La comparution immédiate est devenue la procédure reine de la délinquance de rue. Une vitrine. Un exemple hier.


Le procureur, on le sait, possède un pouvoir extraordinaire: le choix de la procédure. En un mot comme en cent, face à un dossier signalé par la police, la gendarmerie ou le procureur de permanence, il peut, avec les mêmes faits, ouvrir un instruction judiciaire (c'est long et ça coûte cher), envoyer vers une procédure du genre convocation par procès verbal (ça passe dans les deux mois, c'est léger et peu coûteux mais on remet en liberté et le jour du procès la prison est quasi exclue) ou la comparution immédiate qui passe en public deux ou trois jours après l'interpellation des suspects.

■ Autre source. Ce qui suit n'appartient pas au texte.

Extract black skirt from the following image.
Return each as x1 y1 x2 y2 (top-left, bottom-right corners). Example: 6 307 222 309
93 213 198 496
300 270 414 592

Avantage de la comparution immédiate: la sanction peut tomber très vite et, en tous cas, le public peut s'apercevoir immédiatement que la justice travaille vite et bien; la prison peut se profiler rapidement à l'horizon; la presse risque d'en parler car les faits sont chauds bouillants.

Hier, au tribunal de Lille, nous avons eu un très bel exemple de ce type de comparution immédiate spectaculaire. Il s'agit d'une bande de cinq "bikers" qui interpellent après une soirée festive, deux suspects qu'ils interrogent, frappent un peu, mettent dans un coffre de voiture, gardent dans un local et, pour l'un d'entre eux, sur qui ils ponctionnent 80 euros en le forçant à donner sa carte bleue et son code confidentiel.

Côté répression, on peut s'interroger. L'un d'entre eux -le leader apparemment du groupe- se retrouve avec de la prison ferme (et un mandat de dépôt, puisqu'on peut se retrouver avec de la prison ferme et sans mandat de dépôt!). Or, aucun des cinq n'avait de casier judiciaire et la procureure Carole Pautrel ne demandait de la prison ferme pour aucun d'entre eux.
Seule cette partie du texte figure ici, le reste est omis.